You can find it in the contract of the X token.
Next, the X contract injects 10,000,000,000 X tokens into the Uniswap V2 pool and puts the received ETH to its deployer’s EOA.
This huge injection of X inflates its value, causing the exchange rate of X against ETH to surge to 342,323,651 X per ETH. The price gap between this Uniswap V2 pool of X-ETH and the Uniswap V3 pool of X-WETH.
We can split the steps of 14 to 26 as below.
Steps 14-18: X contract transfer 10,000,000,000 X to UNI-V2 and swap X for 41.3756 WETH, unwrap WETH and transfer ETH back to X
Steps 19-20: X contract transfer 20.4830 ETH and 20.9020 ETH to an EOA address
Steps 21-26: To address finishes the swap operation at Uniswap V2 pool and pays tax.
Stage 3: Harness arbitrages.
Step 33: To address repays the flash loan, 6,558,059,763.3892 X, to the Uniswap V3 pool of X-WETH.
Steps 34-39: To address swaps 31,457,966.2838 X for 0.1402 ETH at the Uniswap V2 pool, transferring 317,757.2352 X back to X contract as a 1% tax.
Step 40: Borrow 5.1598 WETH from a new Uniswap V3 Pool of USDC-ETH.
Steps 41-48: To address swap 5.3 ETH for 1,123,530,803.0087 X at the Uniswap V2 pool, which transfers 11,348,795.99 X back to X contract as a 1% tax.
Steps 49-50: Swap 1,123,530,803.0087 X for 7.8274 WETH at the Uniswap V3 pool of X-WETH.
Step 51: To address repay the flashloan, 5.1624 WETH, to the second UniswapV3Pool.
Steps 52-53: Unwrap 2.6651 WETH to 2.6651 ETH.
Simplified Illustration
What about the SPIKE?
Using the SPIKE token’s internal functions to create a price gap between trading venues is exactly how a later bot does arbitrage.
Take this transaction, for example, showing the same pattern with a little divergence.
Stage 1: Preparing the Uniswap V2 pool of SPIKE-WETH.
Steps 0-3: Borrow SPIKE from the Uniswap V3 pool of SPIKE-WETH, swap for WETH in the Uniswap V2 pool of SPIKE-WETH.
Stage 2: Overflow the SPIKE contract to create the arbitrage prospect.
Steps 4-10: Overflow the SPIKE contract to mint 4,206,900,000 SPIKE and inject them into the Uniswap V2 pool of SPIKE-WETH, creating the arbitrage opportunity.

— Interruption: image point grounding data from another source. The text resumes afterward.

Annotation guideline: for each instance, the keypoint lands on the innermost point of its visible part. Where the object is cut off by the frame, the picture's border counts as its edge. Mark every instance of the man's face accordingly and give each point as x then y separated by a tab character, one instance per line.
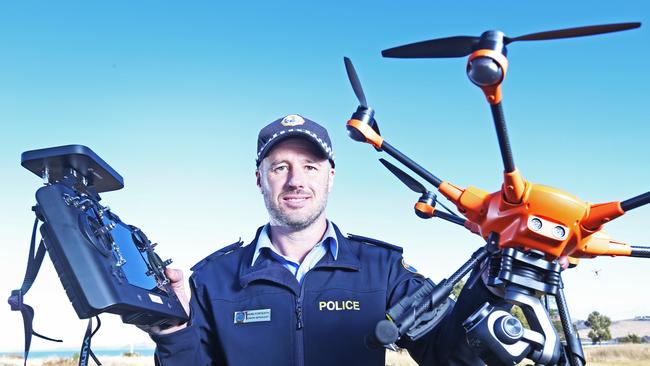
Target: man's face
295	181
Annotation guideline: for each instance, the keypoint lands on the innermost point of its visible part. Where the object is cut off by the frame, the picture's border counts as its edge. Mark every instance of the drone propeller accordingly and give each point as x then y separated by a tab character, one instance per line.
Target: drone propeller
417	187
464	45
409	181
354	81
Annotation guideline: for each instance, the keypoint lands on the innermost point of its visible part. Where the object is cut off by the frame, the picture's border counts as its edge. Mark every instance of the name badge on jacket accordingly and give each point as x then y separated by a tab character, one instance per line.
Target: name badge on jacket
252	316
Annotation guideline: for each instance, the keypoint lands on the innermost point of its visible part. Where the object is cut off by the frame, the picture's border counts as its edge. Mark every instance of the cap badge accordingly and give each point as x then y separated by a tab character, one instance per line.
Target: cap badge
292	120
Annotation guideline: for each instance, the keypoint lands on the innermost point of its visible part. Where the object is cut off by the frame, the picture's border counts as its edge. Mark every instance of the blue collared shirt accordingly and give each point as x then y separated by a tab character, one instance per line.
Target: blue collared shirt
299	270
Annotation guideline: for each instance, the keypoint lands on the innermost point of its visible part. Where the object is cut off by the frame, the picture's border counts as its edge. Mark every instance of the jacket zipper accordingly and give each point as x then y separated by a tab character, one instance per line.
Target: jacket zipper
300	341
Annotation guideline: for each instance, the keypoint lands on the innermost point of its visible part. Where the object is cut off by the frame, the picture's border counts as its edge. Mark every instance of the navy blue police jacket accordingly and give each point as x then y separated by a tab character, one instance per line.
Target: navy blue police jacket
325	321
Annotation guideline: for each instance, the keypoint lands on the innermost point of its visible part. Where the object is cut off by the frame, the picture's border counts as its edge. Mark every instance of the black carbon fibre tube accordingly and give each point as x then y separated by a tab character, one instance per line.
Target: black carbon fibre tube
640	252
449	217
502	136
634	202
415	167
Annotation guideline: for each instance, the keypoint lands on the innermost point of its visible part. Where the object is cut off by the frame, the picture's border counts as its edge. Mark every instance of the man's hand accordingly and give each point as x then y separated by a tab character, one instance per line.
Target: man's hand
175	277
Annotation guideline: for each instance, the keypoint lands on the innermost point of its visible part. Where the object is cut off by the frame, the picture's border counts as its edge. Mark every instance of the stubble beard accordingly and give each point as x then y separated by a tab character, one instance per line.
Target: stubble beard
296	222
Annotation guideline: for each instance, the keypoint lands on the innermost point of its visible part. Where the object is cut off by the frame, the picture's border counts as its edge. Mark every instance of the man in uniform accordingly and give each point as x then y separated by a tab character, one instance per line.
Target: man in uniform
302	293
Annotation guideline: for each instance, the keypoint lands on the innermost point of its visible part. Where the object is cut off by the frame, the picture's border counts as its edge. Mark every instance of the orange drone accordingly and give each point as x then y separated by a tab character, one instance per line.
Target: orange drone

Here is the difference. This prospect is not between the Uni V2 pool and Uni V3 pool. Instead, it’s between the old exchange rate and the new one in the same Uniswap V2 pool of SPIKE-WETH.
Stage 3: Harness arbitrage.
Steps 11-19: Swap the left SPIKE for WETH and return the loan to the Uniswap V3 pool of SPIKE-WETH, taking a profit of $1.2K
Conclusion
The X token exploit showcases a clever way of gaming the memecoin market. These arbitrage bots can rake in substantial profits by manipulating the token's internal functions and creating price gaps between different trading venues. The Grok Exploiter follows a similar playbook, with slight variations in execution.
These incidents serve as a reminder that in the world of memecoins, especially those riding on the coattails of tech billionaires or trending topics, there's always someone looking to outsmart the system. While some might see these tokens as a quick path to riches, others view them as prime targets for exploitation.
As the crypto landscape evolves, so do the tactics of those seeking to exploit it. Whether you're a developer, investor, or just a curious onlooker, staying informed about these mechanisms can help you navigate the often turbulent waters of the cryptocurrency world.